Two comments on the Question:
1- We have a policy that no outside computer can be hooked to our network. You seem to open many doors that could turn out to be problems by hooking up non-company computers to your network.
2- Is XP intended to be used by the high end multi-system type user? I was under the impression that 98->ME->XP and
NT->W2K was the path and that XP wanted to take a step up toward W2K - but was not as capable as W2K. I would think a consultant would have a more robust OS.
3- If the consultant then did have a SoA OS, I would be really careful about letting them hook-up to my office network.
Having said all of that, if you had a wireless access point and a PCMCIA card that the consultant/visitor could use, then they should be able to hook up instantly when they arrive - after you set it up with them for the first time.
Hope this helps.
XP Profession is the replacement for W2K Pro

Theres a simple fix for this.

Create a username / password on both domains with the same credentials.

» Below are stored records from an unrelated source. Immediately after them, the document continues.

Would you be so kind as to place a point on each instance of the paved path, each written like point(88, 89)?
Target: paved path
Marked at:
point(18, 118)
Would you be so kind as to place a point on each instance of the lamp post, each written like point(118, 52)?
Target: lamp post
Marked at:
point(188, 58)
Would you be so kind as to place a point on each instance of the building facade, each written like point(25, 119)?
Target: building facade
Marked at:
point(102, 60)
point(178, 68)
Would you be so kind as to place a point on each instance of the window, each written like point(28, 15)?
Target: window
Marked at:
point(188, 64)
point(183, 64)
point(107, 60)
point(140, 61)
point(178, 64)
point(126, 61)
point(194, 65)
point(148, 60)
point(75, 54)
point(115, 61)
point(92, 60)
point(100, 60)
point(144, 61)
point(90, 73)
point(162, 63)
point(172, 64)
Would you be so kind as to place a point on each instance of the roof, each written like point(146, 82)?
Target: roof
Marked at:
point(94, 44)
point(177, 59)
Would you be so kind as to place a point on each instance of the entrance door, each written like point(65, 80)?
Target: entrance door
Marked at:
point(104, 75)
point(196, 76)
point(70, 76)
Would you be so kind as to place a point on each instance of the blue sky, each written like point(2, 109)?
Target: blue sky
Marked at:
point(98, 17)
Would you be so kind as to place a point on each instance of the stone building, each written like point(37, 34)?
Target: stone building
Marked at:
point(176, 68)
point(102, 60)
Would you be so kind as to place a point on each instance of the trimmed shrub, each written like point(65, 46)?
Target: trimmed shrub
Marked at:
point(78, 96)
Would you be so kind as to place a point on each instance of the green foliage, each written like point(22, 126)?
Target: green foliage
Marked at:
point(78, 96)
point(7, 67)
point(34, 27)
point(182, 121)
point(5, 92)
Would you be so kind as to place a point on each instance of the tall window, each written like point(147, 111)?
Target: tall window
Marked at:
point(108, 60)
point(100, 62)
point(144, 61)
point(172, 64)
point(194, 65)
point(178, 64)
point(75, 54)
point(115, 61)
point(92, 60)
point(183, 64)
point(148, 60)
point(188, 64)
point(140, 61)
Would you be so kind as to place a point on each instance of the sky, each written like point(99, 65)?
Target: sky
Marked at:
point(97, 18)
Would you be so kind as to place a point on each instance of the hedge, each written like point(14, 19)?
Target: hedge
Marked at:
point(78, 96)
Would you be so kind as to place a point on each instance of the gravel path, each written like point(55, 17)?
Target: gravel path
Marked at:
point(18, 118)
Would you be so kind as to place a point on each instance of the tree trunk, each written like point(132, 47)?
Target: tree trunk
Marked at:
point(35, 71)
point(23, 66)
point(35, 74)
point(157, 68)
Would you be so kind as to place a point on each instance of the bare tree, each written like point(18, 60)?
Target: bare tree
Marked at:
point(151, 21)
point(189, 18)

ie domain1\user1   password=password
   domain2\user1   password=password

Make the assumption domain1 is the main domain which is used more often.

When the user comes to domain2 tell them to continue logging in to domain1 as per normal. The computer will detect domain1 is not available and login with cached credentials. These credentials will be used when attempting to make connections to domain2. IE once logged into domain2 with user1 on domain1 you then map a drive it will use the account information which is cached from domain1 and automatically connect to your domain.

This is the easiest solution for the user slightly messy on the administrators behalf but hey thats your job. You must remember to keep the passwords synced or it will fail.

Note: you do not have to be a member of a domain to access domain resources. you simply need a domain username and password which is the same as a domain account.